“Sport has become a world language, a common denominator that breaks down all the walls, all the barriers,” Mr. Ban < http://www.un.org/apps/sg/
>told the 2nd International Forum on Sport, Peace and Development in Geneva.
“It is a worldwide industry whose practices can have widespread impact. Most of all, it is a powerful tool for progress and for development,” he said, urging governments to integrate sport in development assistance programmes and in national development projects.
The Secretary-General said “mega” sporting events, such as the Olympics, the cricket and soccer World Cup or the football Super Bowl in the United States, can help spread information about major issues of global concern, including protecting the environment and putting into consideration the needs of people with disabilities.
“Let us make London the greenest games yet, as the United Kingdom has pledged to do. Let us make Sochi accessible to all people with disabilities, as the Russian Federation intends to do,” said Mr. Ban, referring to the 2012 Summer Olympics and the 2014 Winter Olympics respectively.
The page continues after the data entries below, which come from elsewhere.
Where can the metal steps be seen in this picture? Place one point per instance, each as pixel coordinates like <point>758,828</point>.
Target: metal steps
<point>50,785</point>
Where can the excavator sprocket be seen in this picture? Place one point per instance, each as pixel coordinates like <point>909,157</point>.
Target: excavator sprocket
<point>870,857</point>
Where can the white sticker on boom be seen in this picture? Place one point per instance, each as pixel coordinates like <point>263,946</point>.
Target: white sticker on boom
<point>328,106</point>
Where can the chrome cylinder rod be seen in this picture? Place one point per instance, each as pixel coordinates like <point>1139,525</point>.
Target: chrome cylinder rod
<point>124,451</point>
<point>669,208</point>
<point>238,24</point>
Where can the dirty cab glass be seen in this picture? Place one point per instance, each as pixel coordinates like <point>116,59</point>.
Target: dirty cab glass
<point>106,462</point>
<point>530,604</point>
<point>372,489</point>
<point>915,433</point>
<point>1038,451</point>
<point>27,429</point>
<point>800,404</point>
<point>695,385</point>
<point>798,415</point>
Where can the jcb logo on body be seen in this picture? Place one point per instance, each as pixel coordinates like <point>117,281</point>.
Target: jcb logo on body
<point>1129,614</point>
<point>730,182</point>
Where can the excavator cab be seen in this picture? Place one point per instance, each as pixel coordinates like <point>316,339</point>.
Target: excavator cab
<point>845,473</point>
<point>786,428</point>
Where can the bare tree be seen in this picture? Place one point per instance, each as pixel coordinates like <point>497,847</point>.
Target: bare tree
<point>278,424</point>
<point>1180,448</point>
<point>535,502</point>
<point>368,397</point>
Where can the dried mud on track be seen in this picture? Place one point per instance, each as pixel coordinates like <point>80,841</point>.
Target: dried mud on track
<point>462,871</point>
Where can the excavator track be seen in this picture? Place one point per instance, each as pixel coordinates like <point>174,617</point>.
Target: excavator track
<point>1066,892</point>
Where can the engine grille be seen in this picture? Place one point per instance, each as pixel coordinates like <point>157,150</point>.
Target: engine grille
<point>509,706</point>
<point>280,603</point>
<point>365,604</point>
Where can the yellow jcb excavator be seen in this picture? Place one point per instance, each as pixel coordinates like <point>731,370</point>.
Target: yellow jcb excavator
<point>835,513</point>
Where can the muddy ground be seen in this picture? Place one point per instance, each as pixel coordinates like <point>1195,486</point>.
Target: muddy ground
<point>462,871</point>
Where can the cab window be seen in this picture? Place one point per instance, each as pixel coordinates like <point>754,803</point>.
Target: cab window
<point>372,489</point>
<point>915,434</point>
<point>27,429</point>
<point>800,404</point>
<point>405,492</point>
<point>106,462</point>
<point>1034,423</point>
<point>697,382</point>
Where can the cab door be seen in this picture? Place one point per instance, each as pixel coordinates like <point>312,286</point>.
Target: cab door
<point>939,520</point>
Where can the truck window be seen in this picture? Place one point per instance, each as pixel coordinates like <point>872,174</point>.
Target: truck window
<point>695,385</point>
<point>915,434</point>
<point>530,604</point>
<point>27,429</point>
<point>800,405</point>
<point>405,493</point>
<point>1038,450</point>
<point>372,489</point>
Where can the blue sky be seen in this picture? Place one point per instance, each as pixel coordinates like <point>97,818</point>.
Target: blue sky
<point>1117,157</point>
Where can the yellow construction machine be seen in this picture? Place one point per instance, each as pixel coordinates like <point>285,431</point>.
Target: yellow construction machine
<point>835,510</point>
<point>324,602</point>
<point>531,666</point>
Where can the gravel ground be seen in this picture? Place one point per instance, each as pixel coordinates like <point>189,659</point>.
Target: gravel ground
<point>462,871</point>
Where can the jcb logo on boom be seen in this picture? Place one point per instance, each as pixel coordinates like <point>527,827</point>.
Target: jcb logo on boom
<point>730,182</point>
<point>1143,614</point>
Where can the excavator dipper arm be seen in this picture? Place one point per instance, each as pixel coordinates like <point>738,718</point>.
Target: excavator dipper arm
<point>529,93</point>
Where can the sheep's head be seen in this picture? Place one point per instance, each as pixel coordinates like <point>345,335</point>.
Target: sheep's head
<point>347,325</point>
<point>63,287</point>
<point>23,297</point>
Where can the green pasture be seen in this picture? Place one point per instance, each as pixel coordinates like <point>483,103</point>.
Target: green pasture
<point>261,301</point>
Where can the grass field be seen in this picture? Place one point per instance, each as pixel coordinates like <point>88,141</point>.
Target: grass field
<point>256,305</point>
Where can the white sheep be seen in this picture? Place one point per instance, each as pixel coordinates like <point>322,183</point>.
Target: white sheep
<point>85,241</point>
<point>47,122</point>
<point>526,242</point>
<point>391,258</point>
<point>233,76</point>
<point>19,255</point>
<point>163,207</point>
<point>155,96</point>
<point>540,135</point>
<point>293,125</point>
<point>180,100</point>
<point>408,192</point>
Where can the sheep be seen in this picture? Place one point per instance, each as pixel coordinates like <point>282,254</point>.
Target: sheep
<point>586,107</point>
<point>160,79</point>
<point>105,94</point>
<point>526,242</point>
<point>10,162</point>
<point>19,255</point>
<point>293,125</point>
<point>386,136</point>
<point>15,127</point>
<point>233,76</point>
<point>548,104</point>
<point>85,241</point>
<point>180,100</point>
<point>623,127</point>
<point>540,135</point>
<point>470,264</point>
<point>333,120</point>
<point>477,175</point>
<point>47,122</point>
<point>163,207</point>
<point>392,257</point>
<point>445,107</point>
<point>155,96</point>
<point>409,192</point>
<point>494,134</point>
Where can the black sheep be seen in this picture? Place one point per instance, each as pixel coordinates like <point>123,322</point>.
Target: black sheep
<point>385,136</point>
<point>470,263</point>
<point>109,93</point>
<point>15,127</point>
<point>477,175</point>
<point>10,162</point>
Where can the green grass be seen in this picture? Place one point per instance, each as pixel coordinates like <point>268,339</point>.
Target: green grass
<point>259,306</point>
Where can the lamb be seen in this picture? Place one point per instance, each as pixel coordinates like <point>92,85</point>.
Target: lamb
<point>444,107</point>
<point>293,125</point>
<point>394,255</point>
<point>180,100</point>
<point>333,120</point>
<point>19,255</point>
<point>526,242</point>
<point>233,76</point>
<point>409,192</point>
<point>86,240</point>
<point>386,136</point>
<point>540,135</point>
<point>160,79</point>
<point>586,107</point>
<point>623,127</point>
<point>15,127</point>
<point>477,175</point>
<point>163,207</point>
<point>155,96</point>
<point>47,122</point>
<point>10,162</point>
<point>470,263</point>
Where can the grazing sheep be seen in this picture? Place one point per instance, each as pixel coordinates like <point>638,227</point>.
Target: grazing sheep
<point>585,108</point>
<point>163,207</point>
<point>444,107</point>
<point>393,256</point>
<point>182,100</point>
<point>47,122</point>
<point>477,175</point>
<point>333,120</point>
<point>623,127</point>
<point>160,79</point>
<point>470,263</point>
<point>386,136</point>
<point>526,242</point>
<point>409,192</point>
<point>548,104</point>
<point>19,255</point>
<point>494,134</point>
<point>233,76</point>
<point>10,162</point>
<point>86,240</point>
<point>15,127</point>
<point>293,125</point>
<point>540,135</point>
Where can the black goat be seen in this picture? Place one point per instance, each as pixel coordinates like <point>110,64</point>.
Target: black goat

He urged the sporting community to explore how it can support the transformations that are under way in North Africa and the Middle East, noting the that UN has used sport in many troubled societies – from the Balkans to Cyprus to Africa – to promote reconciliation and help children learn positive social values.
“We all know that children and youth are often those who suffer most from conflicts. Sports programmes can help give them a second chance – a chance to learn skills and regain confidence,” he added.
Mr. Ban cautioned that sport can also bring out the worst in human emotions and behaviour – intolerance, corruption and a mindset that seeks to win at any cost.
“I am counting on you to guard against such behaviours – and to join together so that sport can do its part to reach out to our shared goal of a healthier, more peaceful and more prosperous world,” he said.
He urged governments, the sporting world, and other partners to support the work of Wilfried Lemke, his Special Adviser on Sport for Development and Peace, saying Mr. Lemke’s office can be can be a catalyst for deepening partnerships.